Flink resolves this by treating bounded datasets as finite streams that have ended: a 5-year historical dataset is a stream started years ago and stopped today. Point the same Flink job at recent Kafka events for real-time recommendations or historical data for nightly retraining. This shares operators, clusters, and code, avoiding Lambda Architecture's two-system pain. Alibaba processes hundreds of billions of events daily across tens of thousands of machines; Netflix uses it for near-real-time anomaly detection; Uber built its analytical platform on it.

Build Stateful Pipelines with Operators, State, and Windows

Flink jobs form a dataflow DAG of sources (e.g., Kafka reads), operators (transformations like filtering bots or enriching metadata), and sinks (e.g., Redis writes).
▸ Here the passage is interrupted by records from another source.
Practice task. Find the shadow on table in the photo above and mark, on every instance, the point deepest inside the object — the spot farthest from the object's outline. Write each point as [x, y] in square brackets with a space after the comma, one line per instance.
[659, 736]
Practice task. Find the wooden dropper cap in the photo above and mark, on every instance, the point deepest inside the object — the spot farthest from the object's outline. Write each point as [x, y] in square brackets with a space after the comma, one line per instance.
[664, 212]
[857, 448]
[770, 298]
Every operator runs in parallel across cluster machines: set parallelism to 4 for a filter, and 4 subtasks process stream portions simultaneously, scaling to billions of events/day.

State is first-class for context across events—e.g., per-user hash map of recent views (append new item_id, trim >10min old). Flink manages state snapshots to durable storage, restoring on crashes without data loss. Windows slice infinite streams into finite chunks for aggregations: tumbling (non-overlapping, e.g., hourly), sliding (overlapping, e.g., 30min window every 1min), or session-based. Example for recommendations:

searches = readFromKafka("search-events")
clicks = readFromKafka("click-events")
userActivity = (searches + clicks)
  .keyBy(userId)
  .window(slidingWindow(size=30min, slide=1min))
  .aggregate(activityAggregator)  // {userId, recentQueries, recentClicks}
userState = userActivity.asyncMap(callUserTowerModel)  // embedding vector
// ... merge ANN/trending candidates, rank top 100, writeTo(redis)

This computes rolling user features, embeddings, ~1000 candidates (500 ANN + 200 trending, deduped), fetches features, and ranks in seconds per user.

Exactly-Once Guarantees via Lightweight Checkpoints

Flink ensures state updates apply exactly once, even on failures: periodic checkpoints snapshot operator state using Asynchronous Barrier Snapshotting (ABS). Barriers flow like records; operators snapshot on receipt and forward without pausing. On crash, rollback to last checkpoint, replay only post-checkpoint input (bounded by checkpoint interval, tunable). Partial re-execution avoids full restarts. Batch jobs use the same runtime but with blocked data exchange (upstream finishes before downstream starts), confirming no separate batch engine needed.